Se tutto questo è stato fatto, allora come se ne esce? Cambiando ambiente. Ma, se il nuovo è già chiuso in partenza? Chi dirà a questo bambino che c’è anche un altro modo di vivere nel suo mondo?
È un precedente pericoloso: un bambino può essere mandato via da una scuola in quanto ” è”.
Così non smetterà di menare e, forse, menerà ancora più forte.
Io, insegnante, non l’avrei mollato per niente al mondo, forse perché so di avere colleghe pronte alla collaborazione, forse perché ci credo forte. La colpa non è di nessuno, ovviamente, ma il fatto c’è.
Ho fatto vedere ai bambini un’immagine che gira in Internet, riportata qui.

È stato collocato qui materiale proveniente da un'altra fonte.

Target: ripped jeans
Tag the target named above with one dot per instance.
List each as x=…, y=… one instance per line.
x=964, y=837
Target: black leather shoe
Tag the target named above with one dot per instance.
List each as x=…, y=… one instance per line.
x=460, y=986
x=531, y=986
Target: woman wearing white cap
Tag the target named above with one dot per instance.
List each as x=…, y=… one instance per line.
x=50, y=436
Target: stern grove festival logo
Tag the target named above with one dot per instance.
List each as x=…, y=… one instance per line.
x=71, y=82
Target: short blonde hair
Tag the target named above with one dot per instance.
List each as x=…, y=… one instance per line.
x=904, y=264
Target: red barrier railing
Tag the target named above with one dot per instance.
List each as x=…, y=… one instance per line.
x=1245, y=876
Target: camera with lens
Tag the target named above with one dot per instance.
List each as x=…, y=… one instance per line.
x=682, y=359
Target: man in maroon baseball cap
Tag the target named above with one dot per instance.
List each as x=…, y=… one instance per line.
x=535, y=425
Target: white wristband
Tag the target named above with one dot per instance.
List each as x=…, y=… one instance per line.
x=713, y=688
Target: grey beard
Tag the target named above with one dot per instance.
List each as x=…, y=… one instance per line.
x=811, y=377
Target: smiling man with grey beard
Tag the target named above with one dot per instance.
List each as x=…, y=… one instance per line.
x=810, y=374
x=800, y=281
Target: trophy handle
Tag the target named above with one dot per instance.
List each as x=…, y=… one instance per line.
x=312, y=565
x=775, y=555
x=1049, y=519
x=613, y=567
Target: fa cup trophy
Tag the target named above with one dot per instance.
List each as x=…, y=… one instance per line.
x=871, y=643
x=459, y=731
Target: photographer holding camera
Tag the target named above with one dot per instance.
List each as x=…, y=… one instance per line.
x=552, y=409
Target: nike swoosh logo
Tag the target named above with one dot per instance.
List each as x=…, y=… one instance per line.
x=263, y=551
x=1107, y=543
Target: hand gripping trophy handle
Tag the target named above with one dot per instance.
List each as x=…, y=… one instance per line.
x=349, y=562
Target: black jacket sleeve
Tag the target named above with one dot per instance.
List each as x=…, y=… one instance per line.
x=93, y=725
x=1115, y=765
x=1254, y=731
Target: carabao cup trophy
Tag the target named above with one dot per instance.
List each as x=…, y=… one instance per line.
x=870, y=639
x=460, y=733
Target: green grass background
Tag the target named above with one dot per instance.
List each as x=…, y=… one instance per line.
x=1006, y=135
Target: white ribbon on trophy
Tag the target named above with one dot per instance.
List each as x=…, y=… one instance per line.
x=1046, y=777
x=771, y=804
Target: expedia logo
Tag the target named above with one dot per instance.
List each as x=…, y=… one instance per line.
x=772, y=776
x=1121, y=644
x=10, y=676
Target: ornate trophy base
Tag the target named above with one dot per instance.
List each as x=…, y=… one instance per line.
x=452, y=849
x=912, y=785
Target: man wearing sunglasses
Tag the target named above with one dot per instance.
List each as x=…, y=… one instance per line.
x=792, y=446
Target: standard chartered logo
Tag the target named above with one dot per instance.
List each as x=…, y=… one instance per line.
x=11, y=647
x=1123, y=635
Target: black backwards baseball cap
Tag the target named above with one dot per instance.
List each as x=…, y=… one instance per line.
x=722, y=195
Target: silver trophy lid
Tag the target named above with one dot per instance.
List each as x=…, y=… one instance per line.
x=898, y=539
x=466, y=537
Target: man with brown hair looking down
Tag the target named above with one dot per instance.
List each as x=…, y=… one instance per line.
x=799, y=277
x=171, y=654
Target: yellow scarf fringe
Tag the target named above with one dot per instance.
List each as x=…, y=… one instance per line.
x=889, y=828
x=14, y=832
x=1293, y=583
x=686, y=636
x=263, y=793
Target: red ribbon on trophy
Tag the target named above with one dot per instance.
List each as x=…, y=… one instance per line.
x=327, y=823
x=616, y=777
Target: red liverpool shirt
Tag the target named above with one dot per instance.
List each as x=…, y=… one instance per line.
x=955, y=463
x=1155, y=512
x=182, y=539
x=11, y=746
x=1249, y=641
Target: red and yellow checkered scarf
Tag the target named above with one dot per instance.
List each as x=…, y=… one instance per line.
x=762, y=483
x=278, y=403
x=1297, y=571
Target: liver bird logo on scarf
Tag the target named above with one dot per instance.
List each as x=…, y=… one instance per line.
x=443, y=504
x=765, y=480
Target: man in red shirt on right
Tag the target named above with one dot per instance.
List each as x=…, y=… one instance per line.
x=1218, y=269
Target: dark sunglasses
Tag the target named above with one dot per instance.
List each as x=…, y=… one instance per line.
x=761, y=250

Se io, insegnante, propongo la verifica sulle moltiplicazioni in colonna, vietando la tavola pitagorica al bambino, che non è riuscito a memorizzare le tabelline, non solo non saprà le tabelline, ma gli verrà precluso anche il dimostrare di aver appreso la tecnica. Se io, insegnante, ho un bambino che mena, provo a dargli importanza ogni momento della sua giornata scolastica, in cui non lo fa, e lo tengo stretto quando ha i suoi momenti. Si può fare. Questi sono gli “sgabelli più alti”, che servono nelle difficoltà di apprendimento ed emotive, oppure, interventi specifici. Un’ultima domanda: quel bambino, quando troverà una scuola disposta ad accoglierlo, con che animo varcherà la soglia, che tipo di “nuovo arrivato” sarà, con un trascorso del genere?